We have 4 unit size boxes, with the number of (6\[ \times \]3) boxes.
We have 5 unit size boxes, with the number of (5\[ \times \]2) boxes.
We have 6 unit size boxes, with the number of (4\[ \times \]1) boxes.

So, total number of squares \[ = {\text{ }}(9 \times 6){\text{ }} + {\text{ }}(8 \times 5){\text{ }} + {\text{ }}(7 \times 4){\text{ }} + {\text{ }}(6 \times 3){\text{ }} + {\text{ }}(5 \times 2){\text{ }} + {\text{ }}(4 \times 1)\]\[ = 54 + 40 + 28 + 18 + 10 + 4\] \[ = 154\]
Now, the number of rectangles excluding squares, \[ = 945 - 154\] \[ = 791\].
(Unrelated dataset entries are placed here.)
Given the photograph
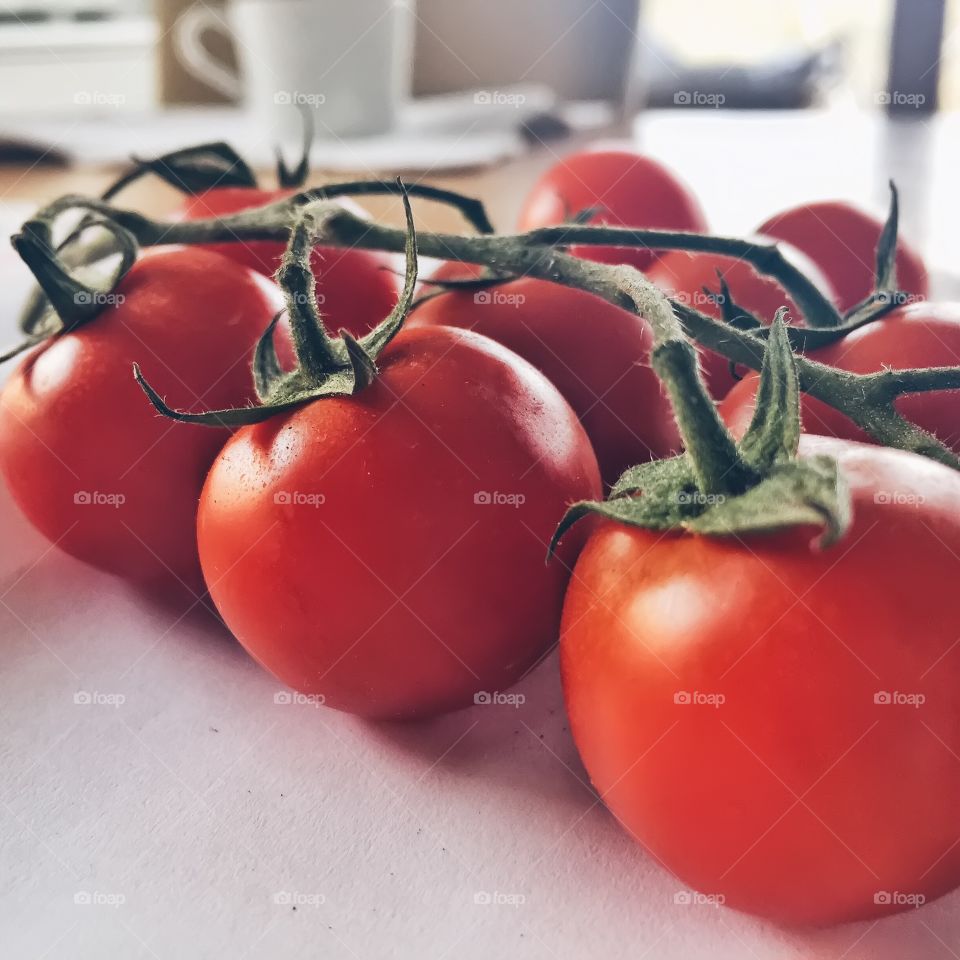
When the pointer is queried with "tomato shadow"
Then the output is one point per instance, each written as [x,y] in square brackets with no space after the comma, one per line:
[930,932]
[521,740]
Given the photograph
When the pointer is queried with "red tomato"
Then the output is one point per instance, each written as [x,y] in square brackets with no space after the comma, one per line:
[684,275]
[86,458]
[776,723]
[632,190]
[597,355]
[842,241]
[356,288]
[386,551]
[919,335]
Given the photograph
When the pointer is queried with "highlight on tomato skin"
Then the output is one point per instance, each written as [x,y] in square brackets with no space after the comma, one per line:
[627,188]
[918,335]
[88,461]
[356,288]
[595,353]
[842,240]
[776,724]
[386,551]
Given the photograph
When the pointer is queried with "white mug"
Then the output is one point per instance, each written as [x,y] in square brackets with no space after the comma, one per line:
[348,62]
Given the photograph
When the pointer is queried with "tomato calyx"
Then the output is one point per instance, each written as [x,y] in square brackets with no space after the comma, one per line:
[326,366]
[771,490]
[72,302]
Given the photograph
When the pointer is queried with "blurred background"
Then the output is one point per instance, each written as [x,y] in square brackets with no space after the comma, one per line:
[756,103]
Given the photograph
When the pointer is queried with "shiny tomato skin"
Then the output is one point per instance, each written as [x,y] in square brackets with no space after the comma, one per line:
[918,335]
[75,428]
[684,276]
[633,190]
[596,354]
[386,551]
[356,288]
[842,240]
[808,794]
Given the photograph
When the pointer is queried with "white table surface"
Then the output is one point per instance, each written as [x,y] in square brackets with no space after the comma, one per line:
[184,814]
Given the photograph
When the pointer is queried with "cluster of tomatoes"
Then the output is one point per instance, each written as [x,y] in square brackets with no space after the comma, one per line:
[777,724]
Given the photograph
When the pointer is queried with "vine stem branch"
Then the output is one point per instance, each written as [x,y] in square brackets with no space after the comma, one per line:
[867,399]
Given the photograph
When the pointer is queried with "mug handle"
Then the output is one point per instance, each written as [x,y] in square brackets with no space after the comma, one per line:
[188,33]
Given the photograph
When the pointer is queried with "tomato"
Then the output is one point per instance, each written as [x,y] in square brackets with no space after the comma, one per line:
[86,458]
[597,355]
[842,240]
[684,275]
[356,288]
[632,190]
[918,335]
[777,723]
[386,551]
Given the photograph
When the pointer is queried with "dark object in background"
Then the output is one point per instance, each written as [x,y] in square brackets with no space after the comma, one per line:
[916,43]
[787,83]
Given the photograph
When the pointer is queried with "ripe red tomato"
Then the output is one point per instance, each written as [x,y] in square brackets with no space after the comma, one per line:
[919,335]
[356,288]
[632,190]
[684,275]
[775,723]
[386,551]
[842,240]
[597,355]
[89,463]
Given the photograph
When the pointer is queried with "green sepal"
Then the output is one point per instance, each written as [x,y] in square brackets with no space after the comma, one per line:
[785,491]
[347,366]
[740,318]
[774,432]
[266,367]
[886,270]
[192,170]
[796,493]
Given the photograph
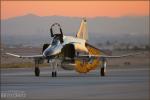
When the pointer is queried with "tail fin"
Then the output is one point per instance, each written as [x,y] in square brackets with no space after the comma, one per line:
[83,33]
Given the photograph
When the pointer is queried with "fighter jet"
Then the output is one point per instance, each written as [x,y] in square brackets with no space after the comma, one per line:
[71,53]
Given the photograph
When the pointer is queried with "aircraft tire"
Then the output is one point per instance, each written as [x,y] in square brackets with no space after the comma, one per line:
[45,46]
[37,71]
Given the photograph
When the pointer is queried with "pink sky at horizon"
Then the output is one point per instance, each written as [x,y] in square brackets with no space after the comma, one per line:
[11,9]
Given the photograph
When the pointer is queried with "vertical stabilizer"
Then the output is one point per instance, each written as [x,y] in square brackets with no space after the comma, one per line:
[83,32]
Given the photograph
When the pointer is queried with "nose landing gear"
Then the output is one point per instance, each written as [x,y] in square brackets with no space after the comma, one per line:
[103,67]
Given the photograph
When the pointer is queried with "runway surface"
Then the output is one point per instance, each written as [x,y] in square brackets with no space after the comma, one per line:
[119,84]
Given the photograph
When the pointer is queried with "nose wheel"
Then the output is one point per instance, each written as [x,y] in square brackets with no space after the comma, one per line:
[103,67]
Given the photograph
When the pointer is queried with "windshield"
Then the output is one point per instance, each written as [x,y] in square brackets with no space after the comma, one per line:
[55,41]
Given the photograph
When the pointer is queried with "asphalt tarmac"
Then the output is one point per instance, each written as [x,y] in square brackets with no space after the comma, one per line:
[119,84]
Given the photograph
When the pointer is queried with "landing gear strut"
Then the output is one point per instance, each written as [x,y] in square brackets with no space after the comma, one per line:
[37,69]
[103,67]
[54,65]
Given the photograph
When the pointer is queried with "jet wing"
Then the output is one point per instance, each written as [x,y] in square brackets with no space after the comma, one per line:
[105,56]
[31,56]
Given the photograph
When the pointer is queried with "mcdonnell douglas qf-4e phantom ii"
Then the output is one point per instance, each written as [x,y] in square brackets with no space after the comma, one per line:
[71,53]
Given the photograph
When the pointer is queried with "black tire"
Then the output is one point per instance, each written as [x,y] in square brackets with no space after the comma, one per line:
[103,71]
[37,71]
[45,46]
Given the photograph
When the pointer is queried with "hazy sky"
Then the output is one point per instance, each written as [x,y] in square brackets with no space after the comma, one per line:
[74,8]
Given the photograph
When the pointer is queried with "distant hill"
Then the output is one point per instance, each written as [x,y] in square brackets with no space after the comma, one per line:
[31,29]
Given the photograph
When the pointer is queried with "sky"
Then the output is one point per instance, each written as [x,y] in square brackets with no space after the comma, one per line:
[11,9]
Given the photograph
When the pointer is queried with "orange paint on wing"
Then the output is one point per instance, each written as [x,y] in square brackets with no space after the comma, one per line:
[74,8]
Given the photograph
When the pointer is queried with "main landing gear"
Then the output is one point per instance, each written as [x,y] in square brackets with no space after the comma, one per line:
[103,67]
[37,69]
[54,65]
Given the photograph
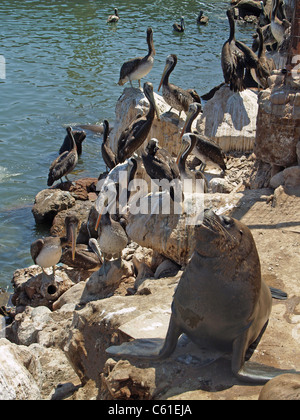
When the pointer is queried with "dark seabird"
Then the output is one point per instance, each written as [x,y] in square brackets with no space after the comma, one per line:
[136,133]
[201,19]
[64,164]
[159,164]
[265,66]
[236,57]
[137,68]
[67,145]
[113,18]
[47,252]
[179,27]
[108,155]
[205,150]
[175,96]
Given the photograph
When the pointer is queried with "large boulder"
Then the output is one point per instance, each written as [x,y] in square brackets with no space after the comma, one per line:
[229,119]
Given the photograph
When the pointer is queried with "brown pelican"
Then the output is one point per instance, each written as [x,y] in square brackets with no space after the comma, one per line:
[113,18]
[112,238]
[64,164]
[159,164]
[236,56]
[202,20]
[205,150]
[67,145]
[265,66]
[186,148]
[175,96]
[108,155]
[179,27]
[47,252]
[136,133]
[137,68]
[278,27]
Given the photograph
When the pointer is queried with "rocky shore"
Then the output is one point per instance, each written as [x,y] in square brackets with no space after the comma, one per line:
[55,342]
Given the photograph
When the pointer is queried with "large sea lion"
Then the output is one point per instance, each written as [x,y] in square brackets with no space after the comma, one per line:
[221,302]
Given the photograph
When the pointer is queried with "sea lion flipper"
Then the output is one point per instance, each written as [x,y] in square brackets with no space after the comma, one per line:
[278,294]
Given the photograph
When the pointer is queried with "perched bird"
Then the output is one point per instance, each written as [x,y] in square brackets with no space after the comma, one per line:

Hence the correct option is (B).

Note: While counting the number of squares we get n – 1 types of unit boxes if we get m horizontal lines and n vertical lines and \[m{\text{ }} > {\text{ }}n.{\text{ }}If{\text{ }}n{\text{ }} > {\text{ }}m\] then we have m – 1 types of unit boxes.